Industry observers and analysts do not expect the govt to abruptly halt all forms of subsidies, social assistances and handouts
By AZLAN JAAFAR / Pic By BERNAMA
The Budget 2019, which will be presented today, is expected to address the country’s mounting debts, implement efforts to recover lost funds, justify the rescinding of multibillion contracts and address socio-economic gaps.
The budget — the first to be tabled by the Pakatan Harapan government, the alliance that ended Barisan Nasional’s six decades’ rule of Malaysia in the May 9 general election (GE) — comes at a most unwelcome time.
The government faces a torrid time juggling between a RM1 trillion debt, maintaining economic growth, closing the widening deficits and satisfying voters who gave Pakatan Harapan a thumping victory in May.
Past budgets had been used by the government to please various ethnic groups with cash or incentives.
But Putrajaya’s tight revenue stream, as well as the urgent need to slash debts and balance social economic development, will not permit the administration to be remarkably generous.
Industry observers and analysts, however, do not expect the government to abruptly halt all forms of subsidies, including fuel subsidies, social assistances and handouts.
Insiders believe that the government will continue its election promise to assist deserving groups through targeted assistance, instead of an open-ended billions of ringgit giveaways like the 1Malaysia People’s Aid (BR1M).
The previous Barisan Nasional government had allocated RM6.8 billion for BR1M in Budget 2018.
The government’s main aims now are to reduce the huge debt and recover the money stolen from all the scandalous deals, said a source.
Putrajaya has started to reduce its debt commitment, cancelling multibillion projects like the East Coast Rail Link and three pipeline projects, and temporary shelved the Kuala Lumpur-Singapore bullet train link. These projects alone carry a price tag of over RM150 billion.
The government is also expected to push forward to recover lost funds including related to 1Malaysia Development Bhd (1MDB) — starting with the RM24.17 billion settlement with International Petroleum Investment Co, assets purchased with 1MDB money and other suspicious transactions — to compensate for the lost of revenues.

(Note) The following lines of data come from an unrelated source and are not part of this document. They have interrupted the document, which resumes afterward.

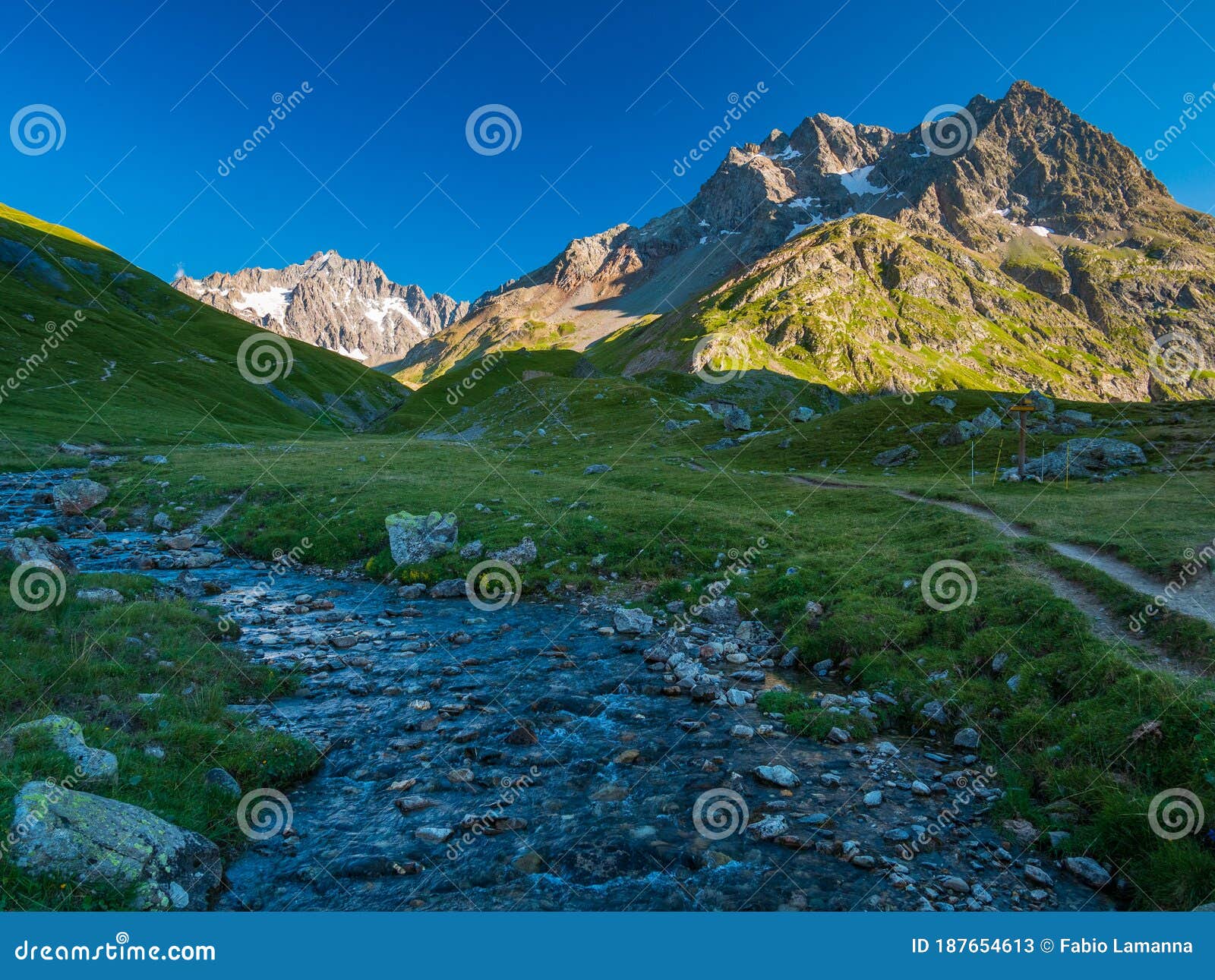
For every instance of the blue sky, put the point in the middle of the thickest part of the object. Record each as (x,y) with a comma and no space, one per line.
(374,162)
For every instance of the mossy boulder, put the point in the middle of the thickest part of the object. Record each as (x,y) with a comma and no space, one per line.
(415,538)
(80,837)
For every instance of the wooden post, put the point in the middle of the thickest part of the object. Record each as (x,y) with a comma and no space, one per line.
(1021,449)
(1022,408)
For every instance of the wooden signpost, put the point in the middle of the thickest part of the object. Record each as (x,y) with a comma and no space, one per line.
(1022,408)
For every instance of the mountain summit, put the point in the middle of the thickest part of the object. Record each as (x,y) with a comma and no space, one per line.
(343,305)
(1012,214)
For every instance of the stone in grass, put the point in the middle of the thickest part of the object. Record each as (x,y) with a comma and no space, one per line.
(723,613)
(520,554)
(632,621)
(897,457)
(68,737)
(415,538)
(73,836)
(100,595)
(778,775)
(39,552)
(78,496)
(966,739)
(224,781)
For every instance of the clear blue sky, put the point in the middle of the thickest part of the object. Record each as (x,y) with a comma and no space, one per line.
(153,95)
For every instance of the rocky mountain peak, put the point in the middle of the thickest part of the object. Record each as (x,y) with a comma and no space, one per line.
(346,305)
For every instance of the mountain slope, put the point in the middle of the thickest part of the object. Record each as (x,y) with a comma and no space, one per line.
(1022,182)
(343,305)
(866,305)
(103,350)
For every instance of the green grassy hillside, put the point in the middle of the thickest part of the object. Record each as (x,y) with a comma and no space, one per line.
(100,350)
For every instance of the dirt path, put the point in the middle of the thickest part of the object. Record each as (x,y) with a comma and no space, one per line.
(1197,600)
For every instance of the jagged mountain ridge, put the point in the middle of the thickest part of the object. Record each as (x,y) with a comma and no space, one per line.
(1061,206)
(344,305)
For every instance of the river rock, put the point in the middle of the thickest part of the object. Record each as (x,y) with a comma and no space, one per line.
(450,588)
(778,775)
(78,496)
(632,621)
(722,613)
(38,550)
(415,538)
(82,837)
(1087,871)
(966,739)
(68,737)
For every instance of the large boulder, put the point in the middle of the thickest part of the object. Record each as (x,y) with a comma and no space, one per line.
(78,496)
(68,737)
(85,838)
(1083,457)
(24,550)
(897,457)
(415,538)
(986,421)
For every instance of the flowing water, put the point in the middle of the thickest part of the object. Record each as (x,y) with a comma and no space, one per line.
(532,758)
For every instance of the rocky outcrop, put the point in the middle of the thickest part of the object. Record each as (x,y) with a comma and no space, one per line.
(68,737)
(415,538)
(343,305)
(1083,458)
(85,838)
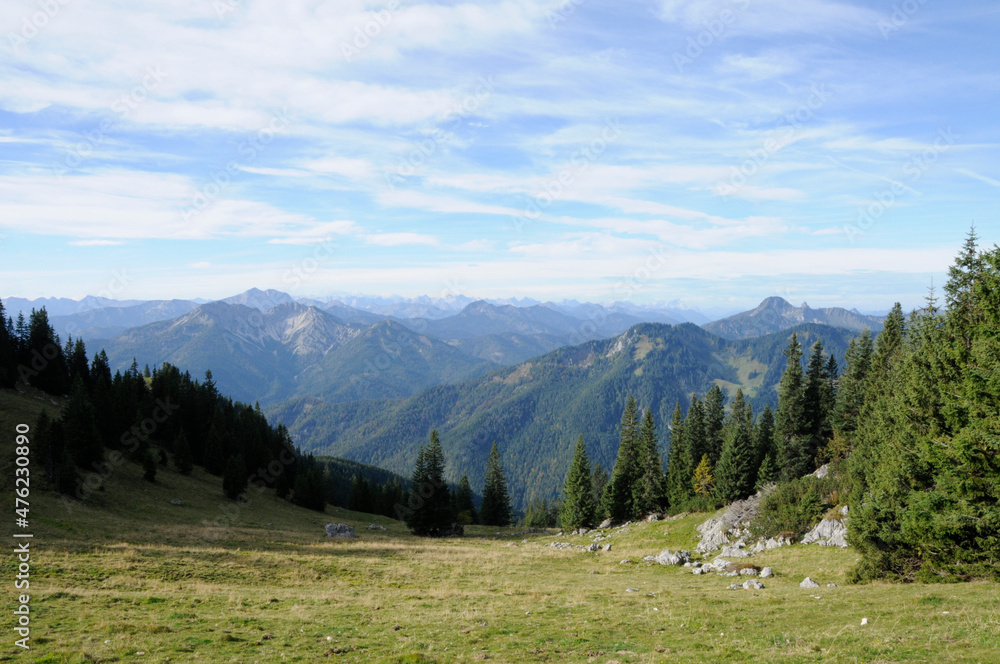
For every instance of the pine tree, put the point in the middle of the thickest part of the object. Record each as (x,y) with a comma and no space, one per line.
(149,466)
(679,466)
(578,492)
(82,440)
(790,423)
(618,500)
(715,416)
(182,454)
(817,403)
(703,481)
(495,510)
(649,491)
(599,479)
(734,474)
(465,509)
(851,385)
(234,478)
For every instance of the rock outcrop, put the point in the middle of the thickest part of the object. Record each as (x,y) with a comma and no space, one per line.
(341,530)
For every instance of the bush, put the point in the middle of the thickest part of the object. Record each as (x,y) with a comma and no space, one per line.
(792,508)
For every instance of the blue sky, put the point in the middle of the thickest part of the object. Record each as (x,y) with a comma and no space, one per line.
(713,152)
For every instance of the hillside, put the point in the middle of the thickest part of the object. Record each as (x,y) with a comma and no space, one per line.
(537,409)
(775,314)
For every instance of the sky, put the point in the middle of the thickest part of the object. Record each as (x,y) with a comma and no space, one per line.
(711,152)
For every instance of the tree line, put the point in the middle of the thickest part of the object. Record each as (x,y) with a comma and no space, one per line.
(154,418)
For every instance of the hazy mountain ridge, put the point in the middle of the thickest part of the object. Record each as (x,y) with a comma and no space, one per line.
(775,314)
(536,409)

Budget 2019 is also expected to see a trimming of both development and operating expenditures. But segments like affordable homes, enhancing healthcare services and education will likely be given higher priority.
The government is also expected to focus on institutional reforms and provide a special attention to the nation’s food security.

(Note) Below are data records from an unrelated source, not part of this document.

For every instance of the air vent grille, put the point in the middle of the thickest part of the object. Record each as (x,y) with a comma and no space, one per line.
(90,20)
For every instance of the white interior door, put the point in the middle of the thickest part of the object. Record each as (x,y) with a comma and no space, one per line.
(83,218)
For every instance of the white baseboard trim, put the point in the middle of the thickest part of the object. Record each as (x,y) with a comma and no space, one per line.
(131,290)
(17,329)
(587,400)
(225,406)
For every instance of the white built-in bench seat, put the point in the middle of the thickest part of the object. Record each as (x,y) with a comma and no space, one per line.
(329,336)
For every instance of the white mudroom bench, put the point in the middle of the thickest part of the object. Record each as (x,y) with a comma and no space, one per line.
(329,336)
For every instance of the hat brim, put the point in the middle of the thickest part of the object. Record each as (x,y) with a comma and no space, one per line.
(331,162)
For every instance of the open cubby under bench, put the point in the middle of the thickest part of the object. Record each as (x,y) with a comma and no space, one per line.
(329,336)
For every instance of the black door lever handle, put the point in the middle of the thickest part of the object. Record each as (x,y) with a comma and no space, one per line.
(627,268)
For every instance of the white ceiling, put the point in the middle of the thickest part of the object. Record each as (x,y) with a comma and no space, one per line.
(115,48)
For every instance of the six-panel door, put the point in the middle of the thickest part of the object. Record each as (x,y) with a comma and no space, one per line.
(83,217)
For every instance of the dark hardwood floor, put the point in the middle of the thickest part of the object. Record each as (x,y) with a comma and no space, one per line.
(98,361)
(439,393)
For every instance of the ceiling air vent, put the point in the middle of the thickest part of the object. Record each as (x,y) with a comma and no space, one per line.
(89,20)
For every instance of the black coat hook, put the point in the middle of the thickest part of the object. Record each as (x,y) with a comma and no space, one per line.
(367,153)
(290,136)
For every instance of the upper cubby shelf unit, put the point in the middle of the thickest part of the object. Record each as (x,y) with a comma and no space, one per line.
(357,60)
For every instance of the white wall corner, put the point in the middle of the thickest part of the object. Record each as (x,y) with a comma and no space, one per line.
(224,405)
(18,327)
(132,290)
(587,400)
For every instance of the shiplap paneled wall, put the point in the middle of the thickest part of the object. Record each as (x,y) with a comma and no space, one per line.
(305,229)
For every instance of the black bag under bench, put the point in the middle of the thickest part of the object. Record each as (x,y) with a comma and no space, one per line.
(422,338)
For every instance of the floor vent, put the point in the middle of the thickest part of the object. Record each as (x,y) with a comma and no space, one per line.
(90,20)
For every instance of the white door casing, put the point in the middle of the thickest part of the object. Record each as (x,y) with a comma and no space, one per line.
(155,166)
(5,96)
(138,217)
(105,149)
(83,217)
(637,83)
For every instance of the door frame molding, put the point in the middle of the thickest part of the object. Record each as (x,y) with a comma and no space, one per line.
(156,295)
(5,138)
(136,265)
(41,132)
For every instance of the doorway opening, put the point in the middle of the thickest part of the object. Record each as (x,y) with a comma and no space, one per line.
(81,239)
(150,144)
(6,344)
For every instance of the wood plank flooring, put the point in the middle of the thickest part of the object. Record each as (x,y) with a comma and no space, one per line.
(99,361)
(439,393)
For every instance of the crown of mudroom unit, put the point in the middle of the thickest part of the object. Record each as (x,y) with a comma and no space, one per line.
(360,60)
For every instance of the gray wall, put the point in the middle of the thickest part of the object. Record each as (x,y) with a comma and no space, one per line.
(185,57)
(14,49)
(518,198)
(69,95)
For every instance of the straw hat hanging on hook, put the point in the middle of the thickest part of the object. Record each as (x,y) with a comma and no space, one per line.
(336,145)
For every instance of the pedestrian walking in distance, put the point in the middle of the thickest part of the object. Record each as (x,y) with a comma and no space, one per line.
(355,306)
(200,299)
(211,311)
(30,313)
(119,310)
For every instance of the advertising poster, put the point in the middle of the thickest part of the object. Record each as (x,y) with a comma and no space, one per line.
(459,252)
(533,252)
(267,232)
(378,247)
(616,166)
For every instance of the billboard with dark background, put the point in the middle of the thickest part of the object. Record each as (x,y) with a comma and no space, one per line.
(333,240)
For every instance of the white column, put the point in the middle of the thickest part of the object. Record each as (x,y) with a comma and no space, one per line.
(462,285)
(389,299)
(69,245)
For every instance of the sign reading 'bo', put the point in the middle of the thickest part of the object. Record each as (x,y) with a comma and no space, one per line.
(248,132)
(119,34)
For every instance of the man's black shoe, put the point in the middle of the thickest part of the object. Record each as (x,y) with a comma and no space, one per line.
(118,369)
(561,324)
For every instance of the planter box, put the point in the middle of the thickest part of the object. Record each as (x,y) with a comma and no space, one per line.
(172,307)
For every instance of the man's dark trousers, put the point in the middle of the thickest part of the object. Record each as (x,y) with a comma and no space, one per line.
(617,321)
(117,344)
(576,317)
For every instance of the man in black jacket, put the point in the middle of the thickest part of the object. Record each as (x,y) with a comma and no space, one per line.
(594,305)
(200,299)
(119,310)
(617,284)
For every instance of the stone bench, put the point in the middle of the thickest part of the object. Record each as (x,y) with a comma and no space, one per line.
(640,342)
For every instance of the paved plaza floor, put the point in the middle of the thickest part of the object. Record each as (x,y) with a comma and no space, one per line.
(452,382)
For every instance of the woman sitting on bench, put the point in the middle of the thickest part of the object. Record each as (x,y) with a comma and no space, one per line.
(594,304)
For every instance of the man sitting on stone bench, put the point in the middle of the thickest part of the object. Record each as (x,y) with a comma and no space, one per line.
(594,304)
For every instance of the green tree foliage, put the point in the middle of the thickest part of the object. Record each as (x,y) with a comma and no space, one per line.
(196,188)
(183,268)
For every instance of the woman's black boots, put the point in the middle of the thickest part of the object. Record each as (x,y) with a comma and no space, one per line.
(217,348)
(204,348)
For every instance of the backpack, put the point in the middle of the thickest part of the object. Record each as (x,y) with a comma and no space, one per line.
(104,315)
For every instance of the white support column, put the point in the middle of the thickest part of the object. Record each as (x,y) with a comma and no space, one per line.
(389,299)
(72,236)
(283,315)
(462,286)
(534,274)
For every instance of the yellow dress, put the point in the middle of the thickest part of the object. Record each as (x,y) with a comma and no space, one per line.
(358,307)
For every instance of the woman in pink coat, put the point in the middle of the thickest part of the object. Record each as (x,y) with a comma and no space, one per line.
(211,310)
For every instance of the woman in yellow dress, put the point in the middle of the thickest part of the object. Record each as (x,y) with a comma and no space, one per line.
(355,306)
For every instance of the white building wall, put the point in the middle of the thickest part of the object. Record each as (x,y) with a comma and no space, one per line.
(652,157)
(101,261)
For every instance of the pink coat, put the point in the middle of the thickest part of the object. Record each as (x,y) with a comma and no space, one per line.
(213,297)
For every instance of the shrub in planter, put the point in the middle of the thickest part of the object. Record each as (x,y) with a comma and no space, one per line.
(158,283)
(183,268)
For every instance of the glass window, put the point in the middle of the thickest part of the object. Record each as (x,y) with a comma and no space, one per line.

Minimum wage, which had recently received wide criticism from various workers unions, could receive attention especially for certain targeted sectors and skillsets. These skilled labour are critical to push the economy.
The 2019 budget will gain global attention as it will be the first time in 44 years that the country’s financial blueprint will be presented by a Malaysian from the ethnic Chinese community.
Lim Guan Eng, 58, a chartered accountant, is the third ethnic Chinese to be appointed as the finance minister after Tun Henry Lee Hau Shik (1957-1959) and Tun Tan Siew Sin (1959-1974).
Lim, the former chief minister of Penang, had exposed various financial shortcomings of the previous administration, including the Good and Services Tax (GST) and income tax refunds shortfalls, and massive spending by the previous government prior to the GE.
Budget 2018 saw the previous government allocating RM280.25 billion for the country’s expenditure, higher than the RM260.8 billion allocated in the 2017 budget. Of the total, RM234.25 billion was allocated for operation expenditure and RM46 billion for development.
A large portion of the government’s 2019 budget will still be used on emoluments and administration, leaving little room for development expenses.
- Mohamad Azlan Jaafar is the deputy editor-in-chief of The Malaysian Reserve.